JPEGGY: LA PRIMA WEB-GALLERY DEDICATA AL TALENTO FOTOGRAFICO ITALIANO
 

Jpeggy non è un concorso ma l'elaborazione di un nuovo concetto di comunicazione e condivisione di progetti fotografici; in cui la fotografia è vista come materia base dell’espressione artistica c ontemporanea.

La mostra standard la conosciamo tutti:

c'è un curatore, un tema, vengono scelti alcuni fotografi, questi danno le stampe. Le stampe vengono esposte in uno spazio fisico, se si è fortunati c'è il budget per un catalogo. Fine del progetto.

In questo caso, il tutto è sperimentale: si lavora su un formato inusuale, c'è pur sempre un tema. Ma il gruppo dei curatori è eterogeneo.

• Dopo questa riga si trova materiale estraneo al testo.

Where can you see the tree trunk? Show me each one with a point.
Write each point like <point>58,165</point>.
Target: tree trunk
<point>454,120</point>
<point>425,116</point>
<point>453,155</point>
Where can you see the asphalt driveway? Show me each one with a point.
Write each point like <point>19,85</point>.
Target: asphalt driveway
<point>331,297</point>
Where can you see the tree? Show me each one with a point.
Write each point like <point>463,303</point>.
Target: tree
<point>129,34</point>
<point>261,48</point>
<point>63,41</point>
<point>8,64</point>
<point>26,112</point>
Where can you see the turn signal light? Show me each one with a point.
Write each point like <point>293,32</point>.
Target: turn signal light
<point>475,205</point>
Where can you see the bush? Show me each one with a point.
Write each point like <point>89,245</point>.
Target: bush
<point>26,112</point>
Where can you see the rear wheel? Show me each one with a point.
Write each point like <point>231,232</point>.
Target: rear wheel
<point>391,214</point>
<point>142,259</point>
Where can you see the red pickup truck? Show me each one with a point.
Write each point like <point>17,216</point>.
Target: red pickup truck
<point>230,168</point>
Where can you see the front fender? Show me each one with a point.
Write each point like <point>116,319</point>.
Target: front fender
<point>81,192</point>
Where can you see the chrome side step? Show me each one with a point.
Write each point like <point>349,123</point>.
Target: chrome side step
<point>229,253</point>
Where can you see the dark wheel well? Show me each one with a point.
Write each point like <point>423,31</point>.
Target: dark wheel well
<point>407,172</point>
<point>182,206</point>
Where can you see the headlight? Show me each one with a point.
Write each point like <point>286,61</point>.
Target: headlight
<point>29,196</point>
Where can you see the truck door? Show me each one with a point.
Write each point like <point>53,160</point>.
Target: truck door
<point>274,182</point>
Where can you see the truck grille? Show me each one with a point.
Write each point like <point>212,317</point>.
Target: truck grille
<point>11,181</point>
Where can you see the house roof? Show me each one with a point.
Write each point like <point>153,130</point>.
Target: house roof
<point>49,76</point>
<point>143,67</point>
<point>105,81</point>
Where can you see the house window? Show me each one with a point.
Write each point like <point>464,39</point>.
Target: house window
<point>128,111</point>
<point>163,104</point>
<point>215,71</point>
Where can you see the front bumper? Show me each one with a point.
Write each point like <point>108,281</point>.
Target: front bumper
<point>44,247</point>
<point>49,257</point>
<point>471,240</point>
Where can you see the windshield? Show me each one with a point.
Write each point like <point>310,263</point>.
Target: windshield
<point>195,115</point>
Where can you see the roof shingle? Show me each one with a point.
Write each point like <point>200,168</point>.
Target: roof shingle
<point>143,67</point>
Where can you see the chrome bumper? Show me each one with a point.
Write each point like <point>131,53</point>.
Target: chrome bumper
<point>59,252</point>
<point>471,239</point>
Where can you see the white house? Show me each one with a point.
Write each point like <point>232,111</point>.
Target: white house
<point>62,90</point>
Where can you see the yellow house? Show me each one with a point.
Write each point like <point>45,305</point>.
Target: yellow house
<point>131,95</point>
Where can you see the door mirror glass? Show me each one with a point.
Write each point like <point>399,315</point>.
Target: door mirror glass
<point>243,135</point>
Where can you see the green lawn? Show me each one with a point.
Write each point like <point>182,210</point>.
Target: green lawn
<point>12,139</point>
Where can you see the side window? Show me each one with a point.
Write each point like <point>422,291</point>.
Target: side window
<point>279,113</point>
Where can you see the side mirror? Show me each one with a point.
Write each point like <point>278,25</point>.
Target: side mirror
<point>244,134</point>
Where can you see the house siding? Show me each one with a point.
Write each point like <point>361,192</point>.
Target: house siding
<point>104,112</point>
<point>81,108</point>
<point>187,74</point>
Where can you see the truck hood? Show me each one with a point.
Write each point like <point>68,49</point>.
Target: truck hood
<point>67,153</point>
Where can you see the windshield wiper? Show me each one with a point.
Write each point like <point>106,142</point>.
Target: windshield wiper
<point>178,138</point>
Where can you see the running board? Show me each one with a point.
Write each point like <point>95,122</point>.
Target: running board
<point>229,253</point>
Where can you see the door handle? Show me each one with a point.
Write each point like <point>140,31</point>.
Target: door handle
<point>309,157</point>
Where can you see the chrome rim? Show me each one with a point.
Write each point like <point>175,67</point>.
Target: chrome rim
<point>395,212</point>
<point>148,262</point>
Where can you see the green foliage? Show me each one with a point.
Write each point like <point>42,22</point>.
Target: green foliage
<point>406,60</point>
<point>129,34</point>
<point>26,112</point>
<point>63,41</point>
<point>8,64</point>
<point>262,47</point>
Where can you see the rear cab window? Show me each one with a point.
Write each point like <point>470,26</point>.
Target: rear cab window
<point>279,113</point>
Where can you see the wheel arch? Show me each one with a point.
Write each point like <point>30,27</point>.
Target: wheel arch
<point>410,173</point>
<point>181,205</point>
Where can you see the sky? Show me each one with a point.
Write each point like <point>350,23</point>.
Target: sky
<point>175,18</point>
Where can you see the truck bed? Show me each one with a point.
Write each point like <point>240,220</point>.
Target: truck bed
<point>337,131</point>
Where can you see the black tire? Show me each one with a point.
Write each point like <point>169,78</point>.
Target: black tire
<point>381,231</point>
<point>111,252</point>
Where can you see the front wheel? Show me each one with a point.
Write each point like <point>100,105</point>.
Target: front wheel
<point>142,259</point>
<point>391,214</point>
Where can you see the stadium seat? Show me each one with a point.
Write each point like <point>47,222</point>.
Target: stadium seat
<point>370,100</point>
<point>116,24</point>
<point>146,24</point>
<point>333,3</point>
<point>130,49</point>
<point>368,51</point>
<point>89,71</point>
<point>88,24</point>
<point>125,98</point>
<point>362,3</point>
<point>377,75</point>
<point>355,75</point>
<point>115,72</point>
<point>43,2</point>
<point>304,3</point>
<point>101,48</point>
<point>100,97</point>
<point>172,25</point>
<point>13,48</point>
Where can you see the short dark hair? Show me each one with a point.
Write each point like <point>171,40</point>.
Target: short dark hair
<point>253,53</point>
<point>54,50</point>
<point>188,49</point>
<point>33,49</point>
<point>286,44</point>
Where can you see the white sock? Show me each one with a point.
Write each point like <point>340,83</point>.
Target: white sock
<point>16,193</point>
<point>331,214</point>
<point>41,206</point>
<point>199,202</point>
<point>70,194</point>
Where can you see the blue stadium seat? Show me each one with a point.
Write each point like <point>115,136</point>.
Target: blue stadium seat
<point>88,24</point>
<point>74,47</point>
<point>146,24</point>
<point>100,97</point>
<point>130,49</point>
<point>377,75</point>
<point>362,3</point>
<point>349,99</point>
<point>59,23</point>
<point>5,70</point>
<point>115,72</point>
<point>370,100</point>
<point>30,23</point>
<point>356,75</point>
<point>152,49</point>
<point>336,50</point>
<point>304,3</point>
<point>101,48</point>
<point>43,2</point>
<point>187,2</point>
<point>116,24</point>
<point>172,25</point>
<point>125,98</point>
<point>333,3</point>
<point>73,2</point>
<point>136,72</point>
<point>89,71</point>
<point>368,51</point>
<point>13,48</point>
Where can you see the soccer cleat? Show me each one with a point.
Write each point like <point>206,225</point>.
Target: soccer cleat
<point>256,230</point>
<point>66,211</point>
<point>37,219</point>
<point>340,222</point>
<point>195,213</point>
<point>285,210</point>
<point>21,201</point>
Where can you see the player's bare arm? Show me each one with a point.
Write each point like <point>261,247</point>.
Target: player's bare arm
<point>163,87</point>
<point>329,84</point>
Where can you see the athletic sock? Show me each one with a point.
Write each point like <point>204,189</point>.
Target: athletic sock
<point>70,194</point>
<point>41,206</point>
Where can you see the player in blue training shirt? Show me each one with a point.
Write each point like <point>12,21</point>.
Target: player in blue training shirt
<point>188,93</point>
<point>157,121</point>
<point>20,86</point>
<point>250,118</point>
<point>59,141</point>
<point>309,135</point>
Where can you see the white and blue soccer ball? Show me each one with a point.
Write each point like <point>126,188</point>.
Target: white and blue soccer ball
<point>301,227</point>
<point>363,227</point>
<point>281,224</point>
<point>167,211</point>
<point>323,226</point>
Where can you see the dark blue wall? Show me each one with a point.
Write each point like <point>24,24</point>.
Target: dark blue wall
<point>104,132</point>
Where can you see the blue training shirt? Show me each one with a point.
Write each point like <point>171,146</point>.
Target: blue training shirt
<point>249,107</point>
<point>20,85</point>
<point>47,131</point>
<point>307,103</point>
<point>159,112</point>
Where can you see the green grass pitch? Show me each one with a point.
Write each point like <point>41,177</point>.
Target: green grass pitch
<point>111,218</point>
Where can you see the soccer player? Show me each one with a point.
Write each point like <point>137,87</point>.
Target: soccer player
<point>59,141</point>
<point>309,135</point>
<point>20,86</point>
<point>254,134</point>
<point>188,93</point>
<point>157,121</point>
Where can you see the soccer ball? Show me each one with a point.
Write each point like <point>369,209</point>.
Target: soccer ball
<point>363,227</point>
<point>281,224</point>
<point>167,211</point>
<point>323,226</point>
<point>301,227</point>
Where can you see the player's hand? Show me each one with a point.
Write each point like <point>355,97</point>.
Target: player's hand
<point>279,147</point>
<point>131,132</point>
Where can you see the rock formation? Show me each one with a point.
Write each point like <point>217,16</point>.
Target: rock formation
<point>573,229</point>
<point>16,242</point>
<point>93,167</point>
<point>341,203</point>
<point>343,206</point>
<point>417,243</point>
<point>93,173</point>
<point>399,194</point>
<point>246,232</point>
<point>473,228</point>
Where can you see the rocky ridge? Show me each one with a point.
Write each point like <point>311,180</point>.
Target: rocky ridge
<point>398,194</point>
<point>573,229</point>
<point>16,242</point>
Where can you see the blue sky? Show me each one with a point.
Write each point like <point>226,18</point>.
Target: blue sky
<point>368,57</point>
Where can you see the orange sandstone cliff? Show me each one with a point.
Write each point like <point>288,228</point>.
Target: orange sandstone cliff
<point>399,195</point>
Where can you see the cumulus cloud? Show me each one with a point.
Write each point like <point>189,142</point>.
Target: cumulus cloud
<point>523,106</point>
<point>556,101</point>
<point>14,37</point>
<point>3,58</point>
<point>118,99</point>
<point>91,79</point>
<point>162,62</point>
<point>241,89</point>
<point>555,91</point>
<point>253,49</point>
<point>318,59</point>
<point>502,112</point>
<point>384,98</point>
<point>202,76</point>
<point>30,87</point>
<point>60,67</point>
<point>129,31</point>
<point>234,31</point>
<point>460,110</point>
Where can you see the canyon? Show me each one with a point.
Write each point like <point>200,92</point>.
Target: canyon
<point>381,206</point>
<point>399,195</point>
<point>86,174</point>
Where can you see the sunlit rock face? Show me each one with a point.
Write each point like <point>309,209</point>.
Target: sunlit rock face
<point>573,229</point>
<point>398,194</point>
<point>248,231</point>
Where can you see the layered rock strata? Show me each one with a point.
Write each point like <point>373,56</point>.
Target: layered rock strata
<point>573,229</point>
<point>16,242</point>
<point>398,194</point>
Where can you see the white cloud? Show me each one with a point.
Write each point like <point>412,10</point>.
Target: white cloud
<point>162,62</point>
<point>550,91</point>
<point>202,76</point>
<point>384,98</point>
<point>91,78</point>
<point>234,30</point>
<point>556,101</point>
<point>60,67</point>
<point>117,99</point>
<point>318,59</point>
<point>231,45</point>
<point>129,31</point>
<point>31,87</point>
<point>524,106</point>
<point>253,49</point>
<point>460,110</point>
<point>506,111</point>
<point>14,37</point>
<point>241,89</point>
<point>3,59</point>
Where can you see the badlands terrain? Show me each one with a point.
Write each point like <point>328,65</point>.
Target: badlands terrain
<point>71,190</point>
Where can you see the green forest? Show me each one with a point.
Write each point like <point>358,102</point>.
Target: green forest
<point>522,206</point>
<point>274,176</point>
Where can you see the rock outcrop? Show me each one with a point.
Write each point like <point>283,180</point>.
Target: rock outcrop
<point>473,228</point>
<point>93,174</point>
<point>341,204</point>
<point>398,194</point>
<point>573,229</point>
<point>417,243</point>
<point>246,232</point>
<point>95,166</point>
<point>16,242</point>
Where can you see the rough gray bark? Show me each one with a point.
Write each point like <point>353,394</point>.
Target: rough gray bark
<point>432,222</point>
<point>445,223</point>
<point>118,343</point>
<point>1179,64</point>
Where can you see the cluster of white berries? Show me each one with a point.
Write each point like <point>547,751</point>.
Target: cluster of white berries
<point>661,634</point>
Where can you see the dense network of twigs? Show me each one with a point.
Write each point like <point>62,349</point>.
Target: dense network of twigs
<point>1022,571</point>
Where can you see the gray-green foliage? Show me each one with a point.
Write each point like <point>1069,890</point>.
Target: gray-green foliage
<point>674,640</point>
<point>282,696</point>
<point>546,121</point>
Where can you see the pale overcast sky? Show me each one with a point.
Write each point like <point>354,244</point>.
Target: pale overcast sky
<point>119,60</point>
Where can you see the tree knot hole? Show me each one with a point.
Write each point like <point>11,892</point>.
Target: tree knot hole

E c'è Telecom Italia con Amaci (l’associazione dei musei di arte contemporanea italiani) che supportano il progetto.

Un progetto dove i curatori/selezionatori e i fotografi accettano di mettersi in gioco, di provare a verificare alcune ipotesi non in termini astratti ma usando il progetto come terreno di prova empirica (con tutto quello che ciò comporta).

Il messaggio è “the medium is the message”.

Il lavoro di ricerca fotografica è pensato per una fruizione web, con interfacce di visualizzazione molteplici.

E nuova è la modalità di comunicazione delle proprie ricerche, che non è flickr, non è un blog, né un sistema "chiuso", ma un sistema misto, molto strano, a tratti sorprendente.

Le istruzioni d'uso sono semplici:

Gli "autori" rispondono all'invito postando un'immagine nella pagina flickr dedicata al progetto.

[www.flickr.com/groups/jpeggy]

Con una prima selezione, ogni settimana alcune immagini passano da flickr a jpeggy ed entrano a far parte della "cloud", una nuvola di immagini che funziona come interfaccia principale di fruizione/comunicazione.

[www.jpeggy.it]

Sempre ogni settimana dalla cloud viene selezionato un progetto fotografico che va a comporre il portfolio dei cinquantadue autori dell'anno, cui è dedicato un blog di approfondimento.

[blog.jpeggy.it]

Flickr > cloud > blog

È una struttura portante abbastanza inaspettata: in genere i sistemi flickr e blog sono aperti, mentre le cloud sono di tipo "chiuso", noi mescoliamo le due modalità.

Tornando al processo,sulla base dei contenuti caricati sulla pagina "cloud", il gruppo dei curatori non sceglie il più bravo; più semplicemente, sceglie quel lavoro che aiuta a definire meglio la ricerca/progetto complessiva. Quel lavoro che se scelto dà molta più energia e forza al progetto complessivo.

Alla fine?

Se tutti quanti sono stati bravi e intelligenti (fotografi, curatori...) con jpeggy avremo inventato una modalità di comunicare il lavoro fotografico che prima non esisteva.

Il libro/catalogo non sarà la pubblicazione dei cinquantadue lavori più belli, ma una descrizione dell'intero processo – dove ovviamente faremo in modo di avere anche i lavori più belli.

I lavori che mettono in tensione tutto l'insieme.

 

Jpeggy è un progetto pensato da Telecom Italia in collaborazione con Amacie con i curatori Giacinto di Pietrantonio, Flavia Fossa Margutti, Francesco
Jodice, Susanna Legrenzi, Filippo Maggia, Stefano Mirti, Massimo Pitis.

 

 

Gabriele Rossi
“Places Milan Parco Sempione 2007”

E’ una semplice organizzata immagine che ha in sé qualcosa di misterioso, una sorta di “lost” al contrario. E una bella luce milanese opaca che rende tutto paradossalmente più noioso.
Segnalato da Filippo Maggia

 

 

 

 

 

 

 

Fulvio Bortolozzo
“30 Dicembre 2008 /8 Pezou (France)” dal progetto fotografico “Scene di passaggio Soap opera”

A me 'sto progetto del paesaggio della soap opera mi ha abbastanza acchiappato.
Perché a ogni scatto cercavo di immaginarmi che soap opera fosse, che personaggi avesse, cosa facevano, cosa dicevano, come litigavano, come si amavano.
Immaginarsi tutte le varie scene, i fondali, gli scenari, i set... quello su cui mi sono perso, è questo bagno, il lavandino con le sue ventiquattro piastrelle sei per quattro, la bor setta coi fiori e le buste di plastica. Molto intrigante. chissà...
Segnalato da Stefano Mirti
 

 

Dario Pecoraro
Progetto fotografico “The Chase”

Per essersi interfacciato con i media televisivi, quindi aggiungendo immagine a immagine, virtuale a virtuale il nostro paesaggio più reale.